Re: Suggestions for splitting, then reassembling documents

2020-08-21 Thread Sherman, Jason
You're welcome.  I hope it helps.

v/r
Jason
--
Jason C. Sherman, CSSLP, CISSP
Owner
Logical Software Solutions, LLC
Solid. Secure. Software.

http://logicalsoftware.co/
.co?  Yes, your data isn't always what you expect.  We'll make sense of it.

https://www.linkedin.com/in/lss-js/


On Fri, Aug 21, 2020 at 8:33 AM Russell Bateman 
wrote:

> Hey, thanks, Jason. I will give this approach a try. I confess I had not
> even thought of /Wait/ for that. Thanks too for pointing out side effects.
>
> Russ
>
> On 8/21/20 5:46 AM, Sherman, Jason wrote:
> > This sounds like a good use case for wait/notify, which I've used
> > successfully multiple times.  Once the document is split, the original
> > document part would sit at the wait processor until a notify processor
> > signals the completion of the flow.  I would first try using the original
> > files UUID for the wait/notify signal.
> >
> > Also, you can set attributes on the notify processor that can get added
> to
> > the document at the wait processor. Then, use that added information to
> > build whatever output you need with the original document.
> >
> > However, with such large documents, this will likely slow down the
> > processing for the XML portion, depending on how much processing they
> have
> > to go through.
> >
> > Cheers,
> > Jason
> > --
> > Jason C. Sherman, CSSLP, CISSP
> > Owner
> > Logical Software Solutions, LLC
> > Solid. Secure. Software.
> >
> > http://logicalsoftware.co/
> > .co?  Yes, your data isn't always what you expect.  We'll make sense of
> it.
> >
> > https://www.linkedin.com/in/lss-js/
> >
> >
> > On Tue, Aug 18, 2020 at 12:38 PM Russell Bateman 
> > wrote:
> >
> >> I am writing custom processors that juggle medical documents (in a more
> >> or less proprietary format).
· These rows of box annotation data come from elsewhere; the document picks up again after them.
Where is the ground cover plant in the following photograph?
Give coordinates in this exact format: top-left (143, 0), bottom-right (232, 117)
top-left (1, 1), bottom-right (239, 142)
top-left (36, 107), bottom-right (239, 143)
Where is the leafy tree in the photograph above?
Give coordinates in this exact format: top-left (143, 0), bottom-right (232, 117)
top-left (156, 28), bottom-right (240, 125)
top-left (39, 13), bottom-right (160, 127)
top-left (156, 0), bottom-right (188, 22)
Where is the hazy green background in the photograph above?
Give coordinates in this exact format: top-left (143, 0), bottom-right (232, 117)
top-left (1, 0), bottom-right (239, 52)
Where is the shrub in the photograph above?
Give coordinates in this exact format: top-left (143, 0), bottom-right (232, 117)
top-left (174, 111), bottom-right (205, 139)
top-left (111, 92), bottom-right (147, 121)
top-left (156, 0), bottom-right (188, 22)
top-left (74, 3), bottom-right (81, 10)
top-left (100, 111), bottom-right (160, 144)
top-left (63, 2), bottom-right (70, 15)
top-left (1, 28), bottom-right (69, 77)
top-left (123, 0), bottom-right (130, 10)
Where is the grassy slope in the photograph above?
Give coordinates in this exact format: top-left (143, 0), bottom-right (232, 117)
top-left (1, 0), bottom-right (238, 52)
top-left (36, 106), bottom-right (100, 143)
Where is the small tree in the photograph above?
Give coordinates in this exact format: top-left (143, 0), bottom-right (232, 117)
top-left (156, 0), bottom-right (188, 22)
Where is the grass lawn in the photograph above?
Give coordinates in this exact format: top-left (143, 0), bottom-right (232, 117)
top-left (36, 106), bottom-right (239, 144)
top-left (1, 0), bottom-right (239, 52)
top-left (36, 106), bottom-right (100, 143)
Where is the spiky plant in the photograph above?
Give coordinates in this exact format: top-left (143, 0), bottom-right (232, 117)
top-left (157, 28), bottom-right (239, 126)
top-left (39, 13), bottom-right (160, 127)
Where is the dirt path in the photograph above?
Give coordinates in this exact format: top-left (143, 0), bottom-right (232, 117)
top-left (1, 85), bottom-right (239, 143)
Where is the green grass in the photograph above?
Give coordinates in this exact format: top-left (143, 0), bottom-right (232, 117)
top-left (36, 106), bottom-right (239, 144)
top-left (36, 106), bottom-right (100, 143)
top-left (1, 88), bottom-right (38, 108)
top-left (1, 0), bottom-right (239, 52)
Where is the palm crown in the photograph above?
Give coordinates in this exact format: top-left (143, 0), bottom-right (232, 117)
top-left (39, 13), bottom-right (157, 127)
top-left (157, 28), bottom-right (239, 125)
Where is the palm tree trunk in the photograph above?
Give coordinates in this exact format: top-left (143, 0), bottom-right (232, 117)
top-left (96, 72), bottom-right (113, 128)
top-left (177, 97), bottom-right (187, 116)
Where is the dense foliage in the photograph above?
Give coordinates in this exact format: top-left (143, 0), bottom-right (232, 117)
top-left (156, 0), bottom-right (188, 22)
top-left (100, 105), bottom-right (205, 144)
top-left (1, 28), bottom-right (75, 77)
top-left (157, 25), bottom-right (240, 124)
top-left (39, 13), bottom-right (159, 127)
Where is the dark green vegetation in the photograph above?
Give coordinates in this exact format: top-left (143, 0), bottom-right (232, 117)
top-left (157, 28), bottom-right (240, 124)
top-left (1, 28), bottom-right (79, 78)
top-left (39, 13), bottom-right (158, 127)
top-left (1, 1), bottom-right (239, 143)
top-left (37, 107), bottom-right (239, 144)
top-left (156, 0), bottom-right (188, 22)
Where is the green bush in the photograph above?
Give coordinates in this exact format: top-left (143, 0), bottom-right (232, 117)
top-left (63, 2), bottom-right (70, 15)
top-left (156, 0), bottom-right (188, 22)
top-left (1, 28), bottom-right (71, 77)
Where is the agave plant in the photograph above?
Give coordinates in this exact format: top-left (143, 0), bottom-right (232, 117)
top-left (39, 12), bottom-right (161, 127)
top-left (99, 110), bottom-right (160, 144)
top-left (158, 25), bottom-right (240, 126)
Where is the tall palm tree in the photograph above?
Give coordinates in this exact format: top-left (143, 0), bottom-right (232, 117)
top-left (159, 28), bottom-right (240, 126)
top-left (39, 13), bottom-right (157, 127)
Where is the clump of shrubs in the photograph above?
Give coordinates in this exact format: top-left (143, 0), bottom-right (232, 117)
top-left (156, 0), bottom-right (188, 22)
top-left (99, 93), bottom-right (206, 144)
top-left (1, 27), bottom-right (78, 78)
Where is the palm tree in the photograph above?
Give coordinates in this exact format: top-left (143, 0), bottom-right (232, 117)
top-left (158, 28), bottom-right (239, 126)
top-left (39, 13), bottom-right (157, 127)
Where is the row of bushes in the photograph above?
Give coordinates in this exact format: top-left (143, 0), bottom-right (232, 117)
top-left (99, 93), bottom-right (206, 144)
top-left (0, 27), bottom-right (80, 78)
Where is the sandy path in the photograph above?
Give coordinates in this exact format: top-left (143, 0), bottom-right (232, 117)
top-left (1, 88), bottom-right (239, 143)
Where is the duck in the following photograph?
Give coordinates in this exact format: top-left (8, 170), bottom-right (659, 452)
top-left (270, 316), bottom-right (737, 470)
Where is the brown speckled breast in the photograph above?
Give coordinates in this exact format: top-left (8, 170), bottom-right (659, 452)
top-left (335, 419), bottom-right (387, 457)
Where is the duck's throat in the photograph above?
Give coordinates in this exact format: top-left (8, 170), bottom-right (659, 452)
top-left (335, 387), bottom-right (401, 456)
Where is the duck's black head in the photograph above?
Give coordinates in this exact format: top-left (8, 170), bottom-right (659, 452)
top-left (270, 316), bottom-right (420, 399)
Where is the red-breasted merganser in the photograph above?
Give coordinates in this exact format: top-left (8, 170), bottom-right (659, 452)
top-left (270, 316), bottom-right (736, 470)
The document are always XML and contain
> >> two, major parts:
> >>
> >>   1. an original document which may be text, HL7v2 or XML and may
> contain
> >>  HTML between  ... , could be many megabytes in
> >> size
> >>   2. XML structure representing data extracted from (a) in myriad XML
> >>  elements, rarely more than a few hundred kilobytes in size
> >>
> >> I am using XStreamto serialize #2 after I've parsed it into POJOs for
> >> later use. It's too over the top to base-64 encode #1 to survive
> >> serialization by XStreamand it buys me nothing except the convenience of
> >> making #1 conceptually identical to #2. Since I don't need to dig down
> >> into #1 or analyze it, and it's so big, processing it at all is costly
> >> and undesirable.
> >>
> >> What I thought I'd investigate is the possibility of splitting
> >>  ... (#1) into a separate flowfile to be
> >> reassembled by a later processor, but with (literally) millions of these
> >> files flowing through NiFi, I wonder about the advisability of splitting
> >> them up then hoping I can unite the correct parts and how to accomplish
> >> that (discrete attribute ids on constituent parts?).
> >>
> >> The reassembly would involve deserializing #2, working with that data to
> >> generate a new document (HL7v4/FHIR, other formats) along with
> >> reinserting #1.
> >>
> >> Yes, I have examined /SplitXml/ and /SplitContent/, but I need to do
> >> much more than just split the flowfile at the time I have it in my
> >> hands, hence, a custom processor. Similarly, /MergeContent/ will not be
> >> helpful for reassembly.
> >>
> >> So, specifically, I can easily generate a flowfile attribute, an id that
> >> discretely identifies these two now separate documents as suitable to
> >> weld back together. However, I have not yet experimented with flowfiles
> >> randomly (?) showing up together later in the flow within easy reach of
> >> one processor for reassembly. Obviously, /Split/- and /MergeContent/
> >> must be in the habit of dealing with this situation, but I have no
> >> experience with them outside my primitive imagination.
> >>
> >> I'm asking for suggestions, best practice, gotchas, warnings or any
> >> other thoughts.
> >>
> >> Russ
> >>
> >>
> >>
>
>


Re: Suggestions for splitting, then reassembling documents

2020-08-21 Thread Russell Bateman
Hey, thanks, Jason. I will give this approach a try. I confess I had not 
even thought of /Wait/ for that. Thanks too for pointing out side effects.


Russ

On 8/21/20 5:46 AM, Sherman, Jason wrote:

This sounds like a good use case for wait/notify, which I've used
successfully multiple times.  Once the document is split, the original
document part would sit at the wait processor until a notify processor
signals the completion of the flow.  I would first try using the original
files UUID for the wait/notify signal.

Also, you can set attributes on the notify processor that can get added to
the document at the wait processor. Then, use that added information to
build whatever output you need with the original document.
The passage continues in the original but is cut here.